Our First Web Scrapping with bs4
from urllib.request import urlopen
from bs4 import BeautifulSoup
html = urlopen("http://pythonscraping.com/blog")
bsObj = BeautifulSoup(html.read())
//print(html.read())
print(bsObj.h1)
If you are getting an error like this -- bs4.FeatureNotFound: Couldn't find a tree builder with the features you requested: lxml. Do you need to install a parser library? -- Make sure you install the LXML parser, using -- pip install lxml Microsoft Windows [Version 6.1.7601] Copyright (c) 2009 Microsoft Corporation. All rights reserved. C:\Users\SouravG>pip install lxml Collecting lxml Downloading https://files.pythonhosted.org/packages/3c/06/d8db111411e4ad0677d72985af1d45ead6f1d0e8d09d80bddc45c1f91cfe/lxml-4.2.3-cp36-cp36m-win_amd64.whl (3.6MB) 100% |████████████████████████████████| 3.6MB 620kB/s Installing collected packages: lxml Successfully installed lxml-4.2.3
Exception Handling:
So if you see the line --
html = urlopen("http://pythonscraping.com/pages/page1.html")
There are 2 main thing that can go wrong
--The page is not found, or error retreiving it
--The server is not found
In all of these cases, the urlopen will generate the generic exception.

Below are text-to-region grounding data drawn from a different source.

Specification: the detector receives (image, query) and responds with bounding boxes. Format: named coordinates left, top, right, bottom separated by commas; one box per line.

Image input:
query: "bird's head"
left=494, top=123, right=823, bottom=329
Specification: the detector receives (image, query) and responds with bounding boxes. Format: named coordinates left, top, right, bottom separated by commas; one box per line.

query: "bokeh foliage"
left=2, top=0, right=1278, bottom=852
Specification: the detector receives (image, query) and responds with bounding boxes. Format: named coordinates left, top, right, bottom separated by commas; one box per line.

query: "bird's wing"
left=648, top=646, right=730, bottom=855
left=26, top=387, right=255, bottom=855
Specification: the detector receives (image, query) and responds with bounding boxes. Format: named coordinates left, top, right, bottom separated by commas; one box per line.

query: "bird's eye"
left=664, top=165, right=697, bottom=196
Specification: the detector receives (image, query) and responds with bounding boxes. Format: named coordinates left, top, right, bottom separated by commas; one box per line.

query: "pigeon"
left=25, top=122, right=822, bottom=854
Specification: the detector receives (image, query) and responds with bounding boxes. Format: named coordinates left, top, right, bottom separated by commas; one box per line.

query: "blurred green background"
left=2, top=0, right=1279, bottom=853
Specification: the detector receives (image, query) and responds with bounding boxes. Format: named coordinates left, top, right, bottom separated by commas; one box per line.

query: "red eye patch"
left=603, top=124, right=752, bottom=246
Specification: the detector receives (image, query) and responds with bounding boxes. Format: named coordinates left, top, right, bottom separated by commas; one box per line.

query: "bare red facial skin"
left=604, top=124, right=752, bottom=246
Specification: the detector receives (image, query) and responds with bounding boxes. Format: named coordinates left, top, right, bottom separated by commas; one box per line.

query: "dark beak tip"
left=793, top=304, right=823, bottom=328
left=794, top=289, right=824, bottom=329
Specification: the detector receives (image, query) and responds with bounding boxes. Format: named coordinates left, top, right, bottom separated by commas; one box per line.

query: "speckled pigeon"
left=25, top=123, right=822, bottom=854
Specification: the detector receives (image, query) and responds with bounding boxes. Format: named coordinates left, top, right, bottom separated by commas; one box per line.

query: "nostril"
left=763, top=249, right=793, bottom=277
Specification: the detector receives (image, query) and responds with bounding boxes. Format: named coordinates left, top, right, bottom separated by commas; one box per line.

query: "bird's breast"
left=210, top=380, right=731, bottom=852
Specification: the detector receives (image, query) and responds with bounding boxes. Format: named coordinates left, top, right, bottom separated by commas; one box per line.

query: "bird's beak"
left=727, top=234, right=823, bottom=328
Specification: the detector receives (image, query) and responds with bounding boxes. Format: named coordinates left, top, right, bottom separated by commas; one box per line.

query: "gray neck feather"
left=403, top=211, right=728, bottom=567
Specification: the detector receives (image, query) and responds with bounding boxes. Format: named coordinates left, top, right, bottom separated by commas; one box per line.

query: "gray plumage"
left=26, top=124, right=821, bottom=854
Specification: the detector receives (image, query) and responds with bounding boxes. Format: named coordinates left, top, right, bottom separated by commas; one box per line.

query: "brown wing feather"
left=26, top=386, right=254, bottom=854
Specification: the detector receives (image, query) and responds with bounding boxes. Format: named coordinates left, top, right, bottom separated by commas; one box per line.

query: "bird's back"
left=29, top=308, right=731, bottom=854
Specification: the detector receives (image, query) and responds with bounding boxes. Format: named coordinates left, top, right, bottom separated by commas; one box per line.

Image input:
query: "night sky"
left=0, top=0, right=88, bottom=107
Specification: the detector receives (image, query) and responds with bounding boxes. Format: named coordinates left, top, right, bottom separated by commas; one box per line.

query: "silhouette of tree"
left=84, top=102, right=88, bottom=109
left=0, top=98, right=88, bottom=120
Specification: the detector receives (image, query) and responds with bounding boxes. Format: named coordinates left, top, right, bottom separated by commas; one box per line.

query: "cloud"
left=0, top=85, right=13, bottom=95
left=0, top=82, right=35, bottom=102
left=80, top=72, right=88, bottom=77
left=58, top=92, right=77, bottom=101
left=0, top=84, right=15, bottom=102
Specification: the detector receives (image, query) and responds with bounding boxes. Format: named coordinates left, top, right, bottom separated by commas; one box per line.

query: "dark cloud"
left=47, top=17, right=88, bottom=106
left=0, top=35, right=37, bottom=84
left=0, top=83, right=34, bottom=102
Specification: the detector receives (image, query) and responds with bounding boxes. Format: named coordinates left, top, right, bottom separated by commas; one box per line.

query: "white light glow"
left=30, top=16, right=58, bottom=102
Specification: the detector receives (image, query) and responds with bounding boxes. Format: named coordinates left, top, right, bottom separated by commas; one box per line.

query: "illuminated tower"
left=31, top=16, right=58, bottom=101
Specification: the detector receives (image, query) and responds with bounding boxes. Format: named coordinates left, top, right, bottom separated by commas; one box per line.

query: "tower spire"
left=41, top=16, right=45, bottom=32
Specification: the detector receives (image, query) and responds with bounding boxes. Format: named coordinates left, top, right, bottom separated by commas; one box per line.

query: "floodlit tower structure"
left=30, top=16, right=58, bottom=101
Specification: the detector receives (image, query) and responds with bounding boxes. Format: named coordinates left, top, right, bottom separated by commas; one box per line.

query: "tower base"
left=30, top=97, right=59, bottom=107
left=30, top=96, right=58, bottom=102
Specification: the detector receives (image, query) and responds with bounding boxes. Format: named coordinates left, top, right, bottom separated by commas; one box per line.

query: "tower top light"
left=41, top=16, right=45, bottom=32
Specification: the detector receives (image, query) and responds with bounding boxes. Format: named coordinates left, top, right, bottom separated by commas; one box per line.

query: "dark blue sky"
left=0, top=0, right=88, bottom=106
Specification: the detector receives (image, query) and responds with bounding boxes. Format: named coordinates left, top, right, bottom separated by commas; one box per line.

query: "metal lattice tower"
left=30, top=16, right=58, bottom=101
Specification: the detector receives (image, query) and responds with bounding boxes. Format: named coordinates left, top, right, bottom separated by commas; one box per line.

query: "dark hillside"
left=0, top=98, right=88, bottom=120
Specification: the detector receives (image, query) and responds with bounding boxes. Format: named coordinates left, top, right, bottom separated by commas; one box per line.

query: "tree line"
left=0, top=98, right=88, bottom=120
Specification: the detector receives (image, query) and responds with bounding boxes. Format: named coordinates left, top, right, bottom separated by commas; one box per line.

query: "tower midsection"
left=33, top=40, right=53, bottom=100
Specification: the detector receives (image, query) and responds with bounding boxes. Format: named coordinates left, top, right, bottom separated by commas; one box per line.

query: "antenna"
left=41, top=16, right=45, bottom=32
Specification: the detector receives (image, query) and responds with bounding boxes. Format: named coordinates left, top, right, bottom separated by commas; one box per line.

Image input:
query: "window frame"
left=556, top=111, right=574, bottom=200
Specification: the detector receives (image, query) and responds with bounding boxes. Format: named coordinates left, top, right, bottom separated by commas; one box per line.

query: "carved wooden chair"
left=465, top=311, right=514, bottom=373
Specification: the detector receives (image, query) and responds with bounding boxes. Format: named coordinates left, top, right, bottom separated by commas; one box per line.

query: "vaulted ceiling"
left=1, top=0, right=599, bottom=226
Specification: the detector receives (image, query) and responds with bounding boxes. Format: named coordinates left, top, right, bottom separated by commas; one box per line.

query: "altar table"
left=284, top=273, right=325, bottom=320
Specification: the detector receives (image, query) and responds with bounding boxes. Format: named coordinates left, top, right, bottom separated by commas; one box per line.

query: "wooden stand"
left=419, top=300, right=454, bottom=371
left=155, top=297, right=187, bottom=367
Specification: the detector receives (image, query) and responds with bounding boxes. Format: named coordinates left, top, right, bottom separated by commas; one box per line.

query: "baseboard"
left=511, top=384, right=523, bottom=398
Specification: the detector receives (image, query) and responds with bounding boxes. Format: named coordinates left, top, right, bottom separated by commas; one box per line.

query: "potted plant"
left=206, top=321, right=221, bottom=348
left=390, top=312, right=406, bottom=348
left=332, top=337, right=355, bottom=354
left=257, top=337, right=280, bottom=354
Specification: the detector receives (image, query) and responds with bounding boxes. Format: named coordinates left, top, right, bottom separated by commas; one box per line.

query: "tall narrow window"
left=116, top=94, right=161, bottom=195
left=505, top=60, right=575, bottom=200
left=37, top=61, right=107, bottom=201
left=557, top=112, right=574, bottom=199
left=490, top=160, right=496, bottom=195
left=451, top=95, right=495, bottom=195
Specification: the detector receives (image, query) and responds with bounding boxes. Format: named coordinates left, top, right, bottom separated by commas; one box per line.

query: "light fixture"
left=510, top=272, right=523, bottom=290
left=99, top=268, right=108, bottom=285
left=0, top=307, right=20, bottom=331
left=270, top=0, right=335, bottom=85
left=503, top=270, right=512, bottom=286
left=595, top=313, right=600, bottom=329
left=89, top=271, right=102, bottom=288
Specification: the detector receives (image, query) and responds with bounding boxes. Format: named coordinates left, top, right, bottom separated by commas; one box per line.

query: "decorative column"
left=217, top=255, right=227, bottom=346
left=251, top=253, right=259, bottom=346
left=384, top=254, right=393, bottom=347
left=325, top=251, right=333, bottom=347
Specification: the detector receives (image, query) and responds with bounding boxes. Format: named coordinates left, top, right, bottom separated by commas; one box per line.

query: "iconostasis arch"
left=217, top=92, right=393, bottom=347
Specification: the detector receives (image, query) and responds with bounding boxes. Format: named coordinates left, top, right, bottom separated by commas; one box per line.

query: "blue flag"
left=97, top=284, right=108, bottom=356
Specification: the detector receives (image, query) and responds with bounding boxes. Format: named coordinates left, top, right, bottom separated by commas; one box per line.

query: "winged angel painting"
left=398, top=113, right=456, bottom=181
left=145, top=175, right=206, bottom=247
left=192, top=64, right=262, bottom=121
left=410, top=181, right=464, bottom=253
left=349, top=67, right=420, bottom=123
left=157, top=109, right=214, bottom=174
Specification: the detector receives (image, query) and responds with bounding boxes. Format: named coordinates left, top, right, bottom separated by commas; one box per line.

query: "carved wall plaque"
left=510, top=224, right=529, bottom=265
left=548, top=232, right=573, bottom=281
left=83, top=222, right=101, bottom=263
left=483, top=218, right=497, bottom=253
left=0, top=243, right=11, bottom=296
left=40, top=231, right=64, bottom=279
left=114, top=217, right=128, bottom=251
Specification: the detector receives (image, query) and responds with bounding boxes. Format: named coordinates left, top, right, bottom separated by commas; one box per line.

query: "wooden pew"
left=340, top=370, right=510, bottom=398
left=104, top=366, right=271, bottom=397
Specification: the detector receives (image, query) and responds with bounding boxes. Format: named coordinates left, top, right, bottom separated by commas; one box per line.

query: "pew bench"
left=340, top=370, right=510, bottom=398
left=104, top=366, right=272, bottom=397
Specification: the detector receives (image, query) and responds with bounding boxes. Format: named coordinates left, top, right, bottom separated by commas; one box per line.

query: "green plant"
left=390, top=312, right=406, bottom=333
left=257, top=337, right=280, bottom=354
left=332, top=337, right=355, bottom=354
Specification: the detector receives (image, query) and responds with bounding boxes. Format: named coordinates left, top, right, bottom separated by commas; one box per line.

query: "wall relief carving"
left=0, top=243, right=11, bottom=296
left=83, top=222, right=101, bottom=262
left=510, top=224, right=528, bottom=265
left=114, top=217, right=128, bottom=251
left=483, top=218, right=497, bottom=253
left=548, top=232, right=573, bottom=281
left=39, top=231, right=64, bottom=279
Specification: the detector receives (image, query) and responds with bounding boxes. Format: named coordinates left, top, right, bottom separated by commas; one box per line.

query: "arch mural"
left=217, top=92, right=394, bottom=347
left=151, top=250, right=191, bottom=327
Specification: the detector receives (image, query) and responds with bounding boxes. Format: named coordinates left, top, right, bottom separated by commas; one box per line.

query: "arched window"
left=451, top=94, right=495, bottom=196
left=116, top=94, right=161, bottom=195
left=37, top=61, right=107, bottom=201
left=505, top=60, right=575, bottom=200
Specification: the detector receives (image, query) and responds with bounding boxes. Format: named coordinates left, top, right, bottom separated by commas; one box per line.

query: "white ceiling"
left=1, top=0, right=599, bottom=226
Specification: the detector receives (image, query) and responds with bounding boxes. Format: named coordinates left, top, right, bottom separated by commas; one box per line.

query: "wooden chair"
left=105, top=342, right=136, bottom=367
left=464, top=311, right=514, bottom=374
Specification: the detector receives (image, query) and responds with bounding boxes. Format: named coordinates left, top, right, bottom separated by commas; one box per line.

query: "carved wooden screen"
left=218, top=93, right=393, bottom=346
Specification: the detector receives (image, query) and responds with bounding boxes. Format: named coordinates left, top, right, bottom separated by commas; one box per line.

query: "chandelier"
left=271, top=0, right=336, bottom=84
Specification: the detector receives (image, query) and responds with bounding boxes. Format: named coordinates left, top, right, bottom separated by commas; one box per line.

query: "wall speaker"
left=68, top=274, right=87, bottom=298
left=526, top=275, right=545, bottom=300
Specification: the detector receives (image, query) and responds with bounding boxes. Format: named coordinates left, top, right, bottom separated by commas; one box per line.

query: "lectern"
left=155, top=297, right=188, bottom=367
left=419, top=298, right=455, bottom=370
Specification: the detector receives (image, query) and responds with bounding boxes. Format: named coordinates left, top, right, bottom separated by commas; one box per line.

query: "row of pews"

We can handle the exception in the following way.
from urllib.request import urlopen
from urllib.error import HTTPError
from urllib.error import URLError
try:
html=urlopen("http://pythonscraping.com")
except HTTPError as e:
print(e)
#return null, break or other
except URLError as e:
print("The server could not be found")
else:
print("It worked")
#the program continue
example2
from urllib.request import urlopen
from bs4 import BeautifulSoup
html = urlopen("http://pythonscraping.com")
bsObj = BeautifulSoup(html.read(), 'lxml')
print(bsObj.prettify())
# print(bsObj.nonExistingTag.someTag)
example3
from urllib.request import urlopen
from bs4 import BeautifulSoup
html = urlopen("http://pythonscraping.com")
bsObj = BeautifulSoup(html.read(), 'lxml')
# print(bsObj.prettify())
# print(bsObj.nonExistingTag.someTag)
try:
badContent = bsObj.nonExistingTag.anotherTag
# badContent = bsObj.prettify()
print("I m in try block")
except AttributeError as AE:
print("Tag was not found")
else:
if badContent == None:
print("Tag was not found here EITHER")
else:
#print(badContent)
print("Ok, Ok, Ok... I got You")